His career has progressed in leaps and bounds these past few months but Ashley Westwood is a young man with his feet firmly on the ground.
Despite being catapulted from English football's fourth tier to the top-flight over the course of the summer, the 22-year-old midfielder retains the straightforward philosophy which has served him so well.
By his own admission, he likes to keep things simple on the pitch, and his short efficient passes have been an integral ingredient in Villa's midfield since his deadline day move from Crewe.
That's not to say though, that he isn't willing to be adventurous in the right circumstances.
He displayed as much with the magnificent through ball which enabled Charles N'Zogbia to set up Gabby Agbonlahor's second goal against West Bromwich Albion last week.
"I was known for my passing ability at Crewe," says the 22-year-old from Nantwich. "But if you try to force a pass in the Premier League and it gets cut out, nine times out of 10 the opposition will break and score.
"So I just keep it simple unless I'm 100 per cent sure a longer pass is going to work. Charles made that one at West Brom into a good pass!"
Westwood also believes that Villa should persevere with the attractive style of football which is easy on the eye as they strive to climb away from the Barclays Premier League danger zone.
"If we change our style of play now, we're not going to get anywhere," he insists. "The lads are all good footballers, even the ones at the back. They like to play it out rather just booting it up front and hoping for flick-ons.
"We need to stick to our guns, show a bit more commitment in tackles, get the fans on our side and pull through it."
Although he had to wait for his first team opportunity, Ashley has been involved in all four of Villa's league wins so far this season.
Having gone on as a substitute against Swansea, he made his first starting appearance at Sunderland and has since been in the line-up against both Reading and Liverpool.
"I don't know if that's just coincidence," he admits, "but it's a good feeling. Hopefully we can win as many games as possible between now and the end of the season. If I'm playing, that's great, but if I'm not too bothered if I'm on the bench as long as the team are winning."

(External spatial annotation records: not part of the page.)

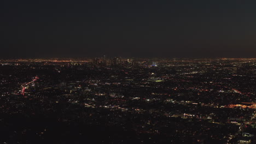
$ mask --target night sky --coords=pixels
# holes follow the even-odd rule
[[[256,57],[256,1],[0,3],[0,58]]]

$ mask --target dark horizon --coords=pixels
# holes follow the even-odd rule
[[[255,4],[4,0],[0,58],[255,58]]]

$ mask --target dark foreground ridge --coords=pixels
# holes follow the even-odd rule
[[[256,59],[0,61],[0,143],[255,143]]]

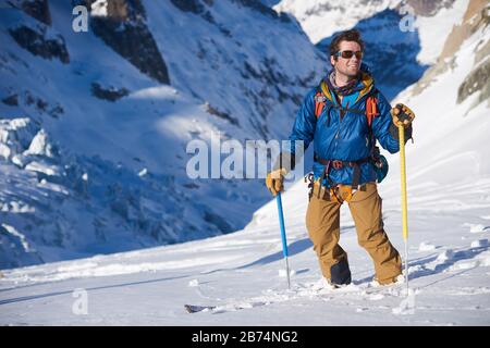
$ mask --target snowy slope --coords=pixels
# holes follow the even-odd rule
[[[186,145],[285,138],[323,70],[253,1],[122,0],[115,20],[103,3],[75,33],[71,1],[1,1],[1,268],[244,226],[262,182],[191,181]],[[52,153],[29,152],[39,138]]]
[[[366,42],[364,60],[371,66],[380,90],[391,100],[436,63],[467,5],[467,0],[283,0],[273,8],[295,16],[323,53],[339,32],[360,30]]]
[[[354,283],[315,290],[320,275],[304,224],[306,187],[298,182],[283,195],[291,290],[275,202],[270,201],[243,231],[225,236],[4,271],[0,323],[489,325],[488,96],[480,100],[486,96],[481,88],[457,102],[460,86],[489,58],[476,59],[490,38],[487,20],[477,20],[467,18],[471,30],[448,63],[441,62],[448,70],[434,66],[437,74],[428,72],[430,84],[414,85],[397,97],[417,114],[415,144],[407,145],[412,312],[402,310],[403,287],[369,286],[372,264],[357,245],[347,207],[341,213],[341,245]],[[384,225],[403,252],[399,161],[397,156],[389,159],[390,174],[380,185]],[[75,296],[87,291],[86,314],[77,311],[75,289]],[[184,303],[217,307],[188,314]]]

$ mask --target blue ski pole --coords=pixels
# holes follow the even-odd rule
[[[284,215],[282,213],[282,201],[281,201],[281,192],[278,192],[275,196],[275,201],[278,202],[278,212],[279,212],[279,225],[281,227],[281,239],[282,239],[282,254],[284,256],[284,260],[286,263],[286,273],[287,273],[287,288],[291,289],[290,282],[290,264],[287,262],[287,241],[285,237],[285,228],[284,228]]]

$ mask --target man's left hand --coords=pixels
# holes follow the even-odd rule
[[[409,127],[412,121],[415,119],[414,112],[407,105],[402,103],[399,103],[396,107],[391,109],[390,113],[393,117],[393,123],[396,126],[403,125],[404,128]]]

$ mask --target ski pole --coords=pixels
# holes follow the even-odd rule
[[[286,241],[285,228],[284,228],[284,215],[282,213],[281,192],[278,192],[278,195],[275,196],[275,201],[278,202],[279,226],[281,227],[282,254],[284,256],[284,260],[285,260],[285,263],[286,263],[287,288],[291,289],[290,264],[287,262],[287,241]]]
[[[402,226],[403,240],[405,243],[405,282],[406,294],[408,296],[408,214],[407,214],[407,199],[406,199],[406,165],[405,165],[405,128],[403,124],[399,124],[399,140],[400,140],[400,169],[402,175]]]

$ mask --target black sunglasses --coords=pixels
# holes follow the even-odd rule
[[[363,59],[364,52],[363,51],[339,51],[334,54],[335,57],[342,57],[345,59],[351,59],[353,55],[355,55],[357,59]]]

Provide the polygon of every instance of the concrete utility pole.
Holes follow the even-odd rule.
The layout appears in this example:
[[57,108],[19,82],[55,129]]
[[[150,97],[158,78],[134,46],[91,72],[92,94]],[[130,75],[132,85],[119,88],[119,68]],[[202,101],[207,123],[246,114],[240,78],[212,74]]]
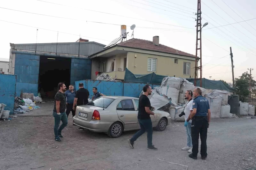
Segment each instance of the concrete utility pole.
[[235,79],[234,79],[234,66],[233,65],[233,54],[232,53],[232,49],[230,47],[230,55],[231,57],[231,64],[232,67],[232,78],[233,80],[233,88],[235,88]]
[[248,70],[250,70],[250,87],[249,89],[249,91],[250,91],[250,98],[251,98],[251,96],[252,95],[252,92],[251,92],[251,90],[252,90],[252,83],[251,83],[252,81],[252,70],[253,70],[253,69],[252,69],[251,68],[250,68],[250,70],[249,69],[248,69]]

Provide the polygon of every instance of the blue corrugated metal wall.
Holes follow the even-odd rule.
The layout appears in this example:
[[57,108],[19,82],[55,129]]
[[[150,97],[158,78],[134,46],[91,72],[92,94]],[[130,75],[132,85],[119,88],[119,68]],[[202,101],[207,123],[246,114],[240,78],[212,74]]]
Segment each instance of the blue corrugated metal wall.
[[15,75],[0,74],[0,103],[7,105],[4,110],[11,114],[14,113],[16,80]]
[[[91,79],[92,61],[89,59],[72,58],[70,70],[71,84],[74,85],[76,81]],[[77,85],[77,87],[78,87]],[[78,90],[77,86],[76,89]]]
[[16,93],[20,96],[23,92],[38,92],[38,78],[40,56],[29,54],[16,54],[14,74],[17,76]]
[[[78,84],[83,83],[84,88],[90,92],[90,98],[92,97],[92,88],[97,87],[98,92],[107,96],[121,96],[139,97],[146,84],[140,83],[124,83],[111,81],[100,81],[92,80],[84,80],[76,81],[76,87],[78,89]],[[150,85],[154,88],[160,86],[160,85]]]

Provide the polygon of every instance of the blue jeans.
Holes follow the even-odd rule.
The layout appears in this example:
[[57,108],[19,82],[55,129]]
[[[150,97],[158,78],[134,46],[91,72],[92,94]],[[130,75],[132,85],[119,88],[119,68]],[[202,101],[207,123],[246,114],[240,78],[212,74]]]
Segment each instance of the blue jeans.
[[[57,115],[57,113],[53,112],[52,114],[54,118],[54,134],[55,138],[59,137],[59,135],[61,134],[61,130],[68,124],[68,116],[65,112],[61,113],[60,115]],[[60,121],[62,122],[62,124],[59,128]]]
[[185,127],[186,132],[187,132],[187,145],[189,147],[192,147],[192,138],[191,138],[191,124],[192,123],[188,122],[188,126]]
[[131,141],[133,142],[141,136],[145,131],[148,132],[148,147],[151,147],[153,146],[152,144],[152,137],[153,135],[153,128],[152,126],[152,122],[151,119],[138,119],[140,129],[137,132],[131,139]]

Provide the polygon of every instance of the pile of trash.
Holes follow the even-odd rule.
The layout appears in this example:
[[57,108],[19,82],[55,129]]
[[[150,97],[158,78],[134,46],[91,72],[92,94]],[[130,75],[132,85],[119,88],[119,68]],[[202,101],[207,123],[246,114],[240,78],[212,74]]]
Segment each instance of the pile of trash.
[[109,81],[114,81],[116,78],[116,77],[115,77],[114,78],[112,78],[112,77],[109,76],[108,74],[101,74],[96,78],[96,80],[108,80]]
[[[40,99],[42,100],[41,98]],[[36,102],[36,100],[34,102],[32,100],[28,98],[27,99],[23,99],[23,100],[24,101],[24,105],[19,105],[17,107],[15,108],[15,109],[14,110],[14,114],[25,113],[28,112],[33,111],[34,109],[40,108],[40,107],[36,105],[35,102]]]

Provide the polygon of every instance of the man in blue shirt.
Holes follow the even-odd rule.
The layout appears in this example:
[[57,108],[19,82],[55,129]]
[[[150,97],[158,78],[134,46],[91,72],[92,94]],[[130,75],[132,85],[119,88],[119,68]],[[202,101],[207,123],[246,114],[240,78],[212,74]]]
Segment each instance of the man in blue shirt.
[[190,116],[192,120],[191,136],[193,148],[192,153],[188,156],[194,159],[197,159],[200,133],[201,139],[200,153],[202,159],[204,160],[207,157],[206,141],[207,128],[211,120],[211,111],[209,102],[202,96],[201,89],[199,88],[195,89],[193,94],[195,98],[193,100],[193,111]]
[[68,88],[69,90],[65,92],[65,95],[67,98],[66,114],[68,117],[68,115],[71,111],[72,112],[72,115],[74,117],[75,115],[75,110],[73,110],[73,103],[76,96],[76,91],[74,90],[74,86],[72,85],[69,85]]
[[93,95],[92,96],[92,100],[93,100],[95,99],[97,99],[100,96],[106,96],[106,95],[104,95],[103,94],[100,93],[100,92],[98,92],[98,89],[97,87],[92,88],[92,92],[93,93]]

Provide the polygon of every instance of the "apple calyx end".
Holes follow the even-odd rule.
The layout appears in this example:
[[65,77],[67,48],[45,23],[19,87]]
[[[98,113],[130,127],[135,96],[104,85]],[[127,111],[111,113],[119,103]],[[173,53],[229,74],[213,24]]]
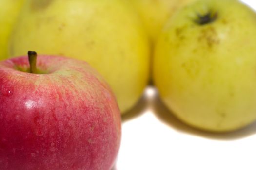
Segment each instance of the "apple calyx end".
[[199,25],[206,25],[214,22],[217,17],[217,12],[209,11],[203,15],[197,14],[197,18],[195,20],[195,22]]

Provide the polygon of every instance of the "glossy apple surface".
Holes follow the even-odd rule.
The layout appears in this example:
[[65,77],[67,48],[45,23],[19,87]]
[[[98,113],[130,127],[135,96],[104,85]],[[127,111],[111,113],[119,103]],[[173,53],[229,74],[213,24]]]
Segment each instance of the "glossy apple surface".
[[156,46],[153,78],[182,121],[225,132],[255,120],[256,18],[238,0],[204,0],[167,23]]
[[121,127],[107,84],[83,61],[39,56],[32,74],[27,60],[0,63],[0,170],[110,170]]

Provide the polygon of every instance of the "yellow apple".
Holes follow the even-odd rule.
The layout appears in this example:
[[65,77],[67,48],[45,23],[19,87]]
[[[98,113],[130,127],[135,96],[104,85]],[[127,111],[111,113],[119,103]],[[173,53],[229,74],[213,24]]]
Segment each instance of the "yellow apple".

Westwood, who learned his trade under the renowned and highly-principled Dario Gradi at Gresty Road, helped Crewe to promotion from League Two last season via a play-off victory over Cheltenham at Wembley.
He was handed the captaincy by Gradi's successor Steve Davis at the start of the current campaign but played only three League One games, plus a couple of Capital One Cup-ties, before his transfer deadline move to Villa Park.
"When Villa came in for me it was a dream come true. It was a big club, and not too far from where I live, so everything was perfect.
"I'd played in Crewe's first five games but all of a sudden I was thrown in at the deep end in the Premier League, so it was sink or swim. It was nice that Villa had faith in me.
"Crewe are a fantastic club for any young lad to be at because the policy there is to throw young players into the team, whether the team are fighting for their lives or going for promotion.
"They are known for bringing players through, and they have 30-odd scouts at every game. They play football the right way and that has stood me in good stead since I came here.
"But the tempo is higher in the Premier League and you really have to be at it in training every day or the gaffer will pull you to one side and let you know."
The fact that Ashley was cup-tied with Crewe meant he could only watch in frustration as Villa made their exit from the Capital One Cup in last week's semi-final against Bradford City.
Although he would also have had to settle for a watching brief in the final, he was as disappointed as anyone that his team-mates will miss out on the showpiece final.
"I played in the play-off final at Wembley last year and it's a special place," he says.
"Just to be there again and support the lads would have been good enough for me. Unfortunately that's not going to happen but we will pick ourselves up and go again."
He is particularly sympathetic that skipper Ron Vlaar has been denied the opportunity of leading the team out in the final, although he admits he would one day like the opportunity to follow in the footsteps of the Dutch defender.
"It's going to take time for me to settle but to be captain of this club would be a real honour. I wouldn't turn that down!
"I wasn't really a vocal captain at Crewe. I just tried to show what I could do on the pitch by giving 100 per cent and never shirking anything. I'm a different type of leader to people like Ron and Stiliyan Petrov.
"Stan still comes in the dressing room from time to time and it's always great to hear his stories."